Thursday, July 28, 2011

The Secret Life of Eels

You may know that we have eels in the Charles river. You may know that those eels are slimy and slippery. You may have noticed that our eels have a continuous fin (dorsal, anal and tail fin combined).

But did you know that our eels don't ALWAYS live in the river?

Did you know that when they are mature, and it is time to reproduce, they travel to a faraway place called the Sargasso Sea in the Atlantic Ocean?

Well, the sailors in the environmental group at CBI know, and they can tell you the story of the secret life of eels!

The story starts like this:

Soon to be Mr. and Ms. American eel travel from different parts of the Charles (along with many other freshwater bodies in the US and Europe) all the way to the Sargasso Sea, which lies in the middle of the Atlantic Ocean.

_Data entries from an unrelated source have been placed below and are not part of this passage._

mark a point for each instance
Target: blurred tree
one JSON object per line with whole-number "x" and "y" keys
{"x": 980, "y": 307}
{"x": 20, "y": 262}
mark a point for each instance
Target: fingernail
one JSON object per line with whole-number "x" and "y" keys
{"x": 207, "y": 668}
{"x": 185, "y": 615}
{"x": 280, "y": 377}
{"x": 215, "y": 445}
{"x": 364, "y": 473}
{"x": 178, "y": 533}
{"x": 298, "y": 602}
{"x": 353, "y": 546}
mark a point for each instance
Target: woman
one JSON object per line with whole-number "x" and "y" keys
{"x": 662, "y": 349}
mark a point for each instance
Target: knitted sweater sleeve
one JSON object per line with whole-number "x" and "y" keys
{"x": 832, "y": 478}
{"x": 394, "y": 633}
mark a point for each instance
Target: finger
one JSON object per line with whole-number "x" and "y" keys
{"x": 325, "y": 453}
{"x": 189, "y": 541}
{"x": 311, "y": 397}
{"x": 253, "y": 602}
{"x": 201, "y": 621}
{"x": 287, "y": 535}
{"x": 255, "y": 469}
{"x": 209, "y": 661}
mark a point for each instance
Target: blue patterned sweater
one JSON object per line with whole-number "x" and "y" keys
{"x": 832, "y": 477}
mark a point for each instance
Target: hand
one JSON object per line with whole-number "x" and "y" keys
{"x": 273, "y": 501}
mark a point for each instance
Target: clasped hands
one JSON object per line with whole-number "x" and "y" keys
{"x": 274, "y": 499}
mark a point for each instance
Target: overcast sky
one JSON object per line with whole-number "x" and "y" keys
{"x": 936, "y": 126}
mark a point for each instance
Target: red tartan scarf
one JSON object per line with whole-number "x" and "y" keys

After the eels spawn, tons of little eel eggs are carried by prevailing currents. Eventually, they turn into leptocephali (strange clear eel larvae), then glass eels (almost like transparent worms), then elvers (adolescent eels), then yellow eels (almost grown up), then finally silver eels.

During this journey, which can take 1-3 YEARS, the eels move from the sargasso sea into estuaries and eventually into rivers, lakes and streams.

What a journey!! (Don't you think so?)

At Community Boating, we know the story of the secret life of eels, but we prefer to handle them merely for their superb sliminess!